Her canlı bir gün ölümü tadacaktır!

15 Mayıs 2011 18:13 / 2999 kez okundu!

 


"... siyaset giderek dinîleşiyor, daha doğrusu İslamileşiyor... Bu durumu demokrasi, çokkültürlülük, çoğulculuk açısından sakıncalı buluyorum. Bence yapılacak şey basit: Dini siyasetten ayırmak, dini siyasete, siyaseti dine alet etmemek, siyasi eleştiriyi dinî kavramlarla yapmamak... Dini kişilerin özel alanına bırakmak..."

----------------------------------------------------------------------------------------------------

CHP milletvekili adayı Binnaz Toprak’ın Zincirlikuyu Mezarlığı’nın kapısında yazan “Her canlı bir gün ölümü tadacaktır” cümlesi ile ilgili olarak “Bu sinir bozan bir şey” demesi, Başbakan Erdoğan tarafından seçim meydanlarında eleştiri konusu yapıldı. Çünkü bu cümle El İmran Suresi’nin 185. ayetinin girişiydi ve koskoca milletvekili adayının bundan haberi yoktu! Daha önce de CHP’nin milletvekili adaylarından Hurşit Güneş’in “Cuma’yı kazaya bıraksınlar” demesi ya da CHP Genel Başkanı Kemal Kılıçdaroğlu’nun “Statükonun Allah’ı” lafı Başbakan veya Bülent Arınç tarafından eleştiri konusu yapılmıştı. BDP gibi Marksist-Leninist kökenden gelen, seküler bir örgüt, meydanlarda kıldırdığı Cuma namazlarıyla siyaset yapıyor. Ateist olduğunu sandığım adaylar bile dinden imandan söz ediyor. Kısacası siyaset giderek dinîleşiyor, daha doğrusu İslamileşiyor...

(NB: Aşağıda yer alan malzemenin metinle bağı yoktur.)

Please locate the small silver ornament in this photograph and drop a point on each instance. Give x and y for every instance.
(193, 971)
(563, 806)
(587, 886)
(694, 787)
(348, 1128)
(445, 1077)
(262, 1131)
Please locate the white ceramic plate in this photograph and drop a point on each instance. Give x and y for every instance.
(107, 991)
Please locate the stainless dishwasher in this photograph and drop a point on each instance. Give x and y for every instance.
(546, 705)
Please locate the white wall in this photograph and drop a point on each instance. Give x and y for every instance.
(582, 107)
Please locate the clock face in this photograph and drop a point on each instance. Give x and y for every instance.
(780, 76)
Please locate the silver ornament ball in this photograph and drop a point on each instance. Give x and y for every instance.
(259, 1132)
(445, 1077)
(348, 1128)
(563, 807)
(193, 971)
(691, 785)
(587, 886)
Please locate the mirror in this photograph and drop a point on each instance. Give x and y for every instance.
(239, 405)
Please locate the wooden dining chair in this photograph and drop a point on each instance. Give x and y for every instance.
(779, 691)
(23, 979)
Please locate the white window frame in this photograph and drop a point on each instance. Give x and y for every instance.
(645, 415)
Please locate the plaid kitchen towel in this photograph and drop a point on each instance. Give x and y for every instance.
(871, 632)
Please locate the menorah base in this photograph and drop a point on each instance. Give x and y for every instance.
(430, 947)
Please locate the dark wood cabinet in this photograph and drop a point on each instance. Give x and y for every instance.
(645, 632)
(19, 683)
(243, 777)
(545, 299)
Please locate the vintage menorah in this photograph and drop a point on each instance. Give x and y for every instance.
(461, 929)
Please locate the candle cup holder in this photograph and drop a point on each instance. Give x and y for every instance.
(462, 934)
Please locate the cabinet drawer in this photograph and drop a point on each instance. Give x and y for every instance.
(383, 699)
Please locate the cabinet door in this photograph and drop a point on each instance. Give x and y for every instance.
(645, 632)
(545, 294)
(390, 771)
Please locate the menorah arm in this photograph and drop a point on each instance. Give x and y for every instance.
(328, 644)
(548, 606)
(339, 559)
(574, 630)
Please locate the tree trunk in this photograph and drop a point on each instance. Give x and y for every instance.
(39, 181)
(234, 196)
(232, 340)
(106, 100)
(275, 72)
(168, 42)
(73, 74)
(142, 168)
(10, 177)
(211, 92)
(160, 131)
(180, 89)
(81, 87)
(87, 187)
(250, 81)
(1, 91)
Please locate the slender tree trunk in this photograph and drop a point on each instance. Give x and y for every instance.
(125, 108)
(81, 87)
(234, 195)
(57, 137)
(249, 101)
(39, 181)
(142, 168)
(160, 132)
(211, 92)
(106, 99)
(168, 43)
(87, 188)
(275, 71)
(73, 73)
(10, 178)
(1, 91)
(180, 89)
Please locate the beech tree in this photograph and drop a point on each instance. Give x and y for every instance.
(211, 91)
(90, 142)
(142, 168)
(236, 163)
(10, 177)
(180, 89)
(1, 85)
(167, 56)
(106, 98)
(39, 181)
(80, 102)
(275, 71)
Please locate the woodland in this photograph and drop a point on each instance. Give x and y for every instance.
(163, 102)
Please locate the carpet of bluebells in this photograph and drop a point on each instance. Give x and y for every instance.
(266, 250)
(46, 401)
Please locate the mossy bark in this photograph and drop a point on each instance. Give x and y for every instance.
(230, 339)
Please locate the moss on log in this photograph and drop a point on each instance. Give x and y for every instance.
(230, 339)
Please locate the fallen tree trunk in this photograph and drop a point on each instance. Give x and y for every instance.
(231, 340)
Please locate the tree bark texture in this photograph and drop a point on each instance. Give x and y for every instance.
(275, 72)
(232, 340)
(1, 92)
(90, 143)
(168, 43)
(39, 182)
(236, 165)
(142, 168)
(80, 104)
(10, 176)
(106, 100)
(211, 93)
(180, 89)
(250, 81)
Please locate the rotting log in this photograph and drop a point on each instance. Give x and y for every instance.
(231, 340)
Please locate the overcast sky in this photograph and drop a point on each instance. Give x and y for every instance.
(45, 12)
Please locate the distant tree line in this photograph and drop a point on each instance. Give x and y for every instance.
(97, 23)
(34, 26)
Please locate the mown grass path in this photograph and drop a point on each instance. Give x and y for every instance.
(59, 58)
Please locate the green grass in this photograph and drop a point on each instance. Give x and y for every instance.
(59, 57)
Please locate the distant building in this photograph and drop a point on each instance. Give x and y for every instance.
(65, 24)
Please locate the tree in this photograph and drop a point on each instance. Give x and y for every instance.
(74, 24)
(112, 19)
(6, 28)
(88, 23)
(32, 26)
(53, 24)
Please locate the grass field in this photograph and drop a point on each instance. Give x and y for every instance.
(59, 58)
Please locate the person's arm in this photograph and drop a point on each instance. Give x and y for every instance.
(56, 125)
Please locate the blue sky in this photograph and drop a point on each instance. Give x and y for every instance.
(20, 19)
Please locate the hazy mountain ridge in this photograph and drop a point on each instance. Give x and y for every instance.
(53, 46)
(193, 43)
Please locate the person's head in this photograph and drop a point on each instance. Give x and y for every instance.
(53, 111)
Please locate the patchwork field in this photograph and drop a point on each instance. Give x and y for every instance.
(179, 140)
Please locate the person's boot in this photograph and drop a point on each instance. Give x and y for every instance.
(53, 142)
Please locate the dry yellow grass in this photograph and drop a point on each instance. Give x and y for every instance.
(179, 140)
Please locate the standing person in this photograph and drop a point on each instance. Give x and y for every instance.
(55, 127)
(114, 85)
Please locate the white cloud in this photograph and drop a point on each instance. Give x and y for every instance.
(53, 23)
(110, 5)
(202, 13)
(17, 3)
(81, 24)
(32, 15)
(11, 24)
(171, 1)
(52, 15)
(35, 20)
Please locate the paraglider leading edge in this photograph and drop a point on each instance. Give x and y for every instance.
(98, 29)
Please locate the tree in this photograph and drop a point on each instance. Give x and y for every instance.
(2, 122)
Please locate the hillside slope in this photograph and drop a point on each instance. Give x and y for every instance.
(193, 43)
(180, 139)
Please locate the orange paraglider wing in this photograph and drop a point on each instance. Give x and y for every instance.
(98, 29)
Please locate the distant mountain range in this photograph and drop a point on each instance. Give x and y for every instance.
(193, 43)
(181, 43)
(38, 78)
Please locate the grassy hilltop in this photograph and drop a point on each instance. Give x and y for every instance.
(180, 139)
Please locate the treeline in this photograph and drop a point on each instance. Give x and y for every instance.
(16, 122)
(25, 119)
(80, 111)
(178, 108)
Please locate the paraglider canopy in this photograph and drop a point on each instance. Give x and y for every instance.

Bu durumu demokrasi, çokkültürlülük, çoğulculuk açısından sakıncalı buluyorum. Bence yapılacak şey basit: Dini siyasetten ayırmak, dini siyasete, siyaseti dine alet etmemek, siyasi eleştiriyi dinî kavramlarla yapmamak... Dini kişilerin özel alanına bırakmak...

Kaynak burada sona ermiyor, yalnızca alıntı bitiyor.